I'm sitting here in the front window of a coffee shop in Newberg this morning (wave if you pass), contemplating the ways in which our lives--and history--are changed by both the decisions we make and the events that overtake us without much agency on our part. My personal journey to a coffee shop in Newberg has been one marked by the difficult decisions that come in the life of any academic about balancing family, profession, values and the many other variables that can be devilishly hard to bring into alignment. These are the decisions made with agency, even though the seemingly irreconcilable conflicts they bring can feel like they are acting upon a person rather than coming as a result of actions taken.
Newberg's a good place for contemplating events without agency, however, because it is, as boosters endlessly trumpet, Where Herbert Hoover Lived For A While As A Kid! See the Hoover-Minthorn House! View the Hoover Academic Center on George Fox University's campus -- Pacific Academy in the good ol' days when Hoover himself was a secondary school student there. And if there was ever a public figure who's been put through the wringer as a result of actions initially outside his control, it would be everyone's favorite Quaker ex-president (bearing in mind that his competition has been, well, Richard Nixon).

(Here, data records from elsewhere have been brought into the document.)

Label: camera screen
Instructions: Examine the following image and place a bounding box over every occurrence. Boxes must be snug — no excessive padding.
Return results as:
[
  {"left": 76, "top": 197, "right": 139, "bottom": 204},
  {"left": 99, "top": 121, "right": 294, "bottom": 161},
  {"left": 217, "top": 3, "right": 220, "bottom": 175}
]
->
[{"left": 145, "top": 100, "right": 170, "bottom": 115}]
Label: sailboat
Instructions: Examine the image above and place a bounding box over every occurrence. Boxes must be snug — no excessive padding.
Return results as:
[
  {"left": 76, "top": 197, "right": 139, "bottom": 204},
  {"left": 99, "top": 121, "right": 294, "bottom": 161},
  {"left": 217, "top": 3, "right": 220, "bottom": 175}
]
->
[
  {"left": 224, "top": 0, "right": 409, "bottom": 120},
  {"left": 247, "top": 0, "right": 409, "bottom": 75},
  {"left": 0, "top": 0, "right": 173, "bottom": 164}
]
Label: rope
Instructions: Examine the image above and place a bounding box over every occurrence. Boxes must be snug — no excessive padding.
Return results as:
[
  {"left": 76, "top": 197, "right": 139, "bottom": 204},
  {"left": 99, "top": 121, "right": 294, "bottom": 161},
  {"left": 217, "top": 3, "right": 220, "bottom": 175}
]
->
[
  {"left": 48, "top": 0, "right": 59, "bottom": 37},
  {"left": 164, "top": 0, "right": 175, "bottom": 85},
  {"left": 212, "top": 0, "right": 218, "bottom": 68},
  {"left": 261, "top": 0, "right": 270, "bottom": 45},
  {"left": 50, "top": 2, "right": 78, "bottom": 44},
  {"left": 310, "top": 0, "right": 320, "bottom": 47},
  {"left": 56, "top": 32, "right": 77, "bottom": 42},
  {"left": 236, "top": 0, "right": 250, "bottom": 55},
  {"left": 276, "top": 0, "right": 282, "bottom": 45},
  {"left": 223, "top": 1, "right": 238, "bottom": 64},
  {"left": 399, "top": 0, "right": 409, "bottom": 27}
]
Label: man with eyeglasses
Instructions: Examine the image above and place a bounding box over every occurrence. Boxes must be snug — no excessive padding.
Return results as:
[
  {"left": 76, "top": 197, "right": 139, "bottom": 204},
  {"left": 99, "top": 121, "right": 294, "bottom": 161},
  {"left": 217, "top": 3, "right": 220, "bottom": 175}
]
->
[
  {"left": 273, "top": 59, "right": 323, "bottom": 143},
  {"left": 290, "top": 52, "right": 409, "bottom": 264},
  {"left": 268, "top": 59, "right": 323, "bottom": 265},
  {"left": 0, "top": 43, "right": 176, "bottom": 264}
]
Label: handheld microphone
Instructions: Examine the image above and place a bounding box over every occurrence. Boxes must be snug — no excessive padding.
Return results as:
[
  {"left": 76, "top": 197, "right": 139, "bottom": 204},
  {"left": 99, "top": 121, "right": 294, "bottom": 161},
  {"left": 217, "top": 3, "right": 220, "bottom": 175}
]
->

We have endlessly debated the extent to which the actions taken by the Hoover Administration impacted (or not, as the case may be), the course of the Great Depression. Following the crash of the American stock market in October 1929, Hoover was famously slow to recognize the full impact of the nation's growing economic gloom, and statements about firm financial footings and imminent recovery will haunt him on into eternity. We can trace the origins of the Depression far back beyond October 1929 to the farm crisis that plagued much of the nation throughout the 1920s. However, whatever Hoover's culpability, or lack thereof, for events following the nation's 1929 wake-up call, it is safe to say that he did not single-handedly cause a decade-long financial calamity with roots extending far before his election to the presidency in 1928.
As scholars including Alison Greene (who gave a nice talk at the Organization of Annual Historians annual meeting in Washington, D.C. on April 8) have illustrated, many Americans at the time were convinced the dreadful financial calamity and drought conditions of the late 1920s and early 1930s were evidence that the end of the world was nigh. Our current confluence of economic crisis and natural disasters has me pondering the extent to which the patterns of the 1930s might repeat themselves.
The economic problems we face presently can be traced, as with the 1930s, to poor decisions coming from many different sources. The environmental problems of the 1930s can be traced, as well, to the combination of human error -- drastic over-exploitation of fragile Prairie topsoil -- and the inevitable, cyclical nature of annual rainfall patterns in the Midwest. Now, we face a host of natural events with disastrous consequences amplified by human actions. The effects of the tragic earthquake in Haiti, and of others in places like Tibet, have been amplified by poor construction practices brought on by poverty, corruption and all the many and varied problems that result when people try to exercise dominion over others. (Conversely, the Chilean earthquake, while also tragic, came to a far more prepared part of the world -- with far less loss of life as a result.) The effects of the Icelandic volcano that just won't stop erupting already, for crying out loud, are amplified by our creation of a global society with what we are discovering is overwhelming reliance on one form of technology. (Not to say global society is a bad thing; just that we are discovering a new and perplexing complication.)
Just as Hoover was not the cause of the Great Depression, Barack Obama has certainly not been the cause of our current woes. Scholars are increasingly discovering that despite unfortunate public relations skills and significant missteps, Hoover was not the pathetic excuse of an Oval Office seat-warmer that national opinion characterized him as being by 1932. I would also point out that the world did not, in fact, end in the early 1930s. Obama has some very difficult decisions to make between now and 2012. Once again, we are living in a world where the president is dealing with fall-out from events over which he did not have agency. His track record in dealing with these problems thus far has not been perfect (if anyone finds a perfect national leader, please do let me know... it would be a real coup for the shelves at Borders). It might, however, be worth taking a step back and contemplating the complexity of the world in which we live. If our current situation is no one person's fault, the solution will probably not be orchestrated by one person's brilliance. Unless we want years of disaster, we might want to start coming up with some joint efforts.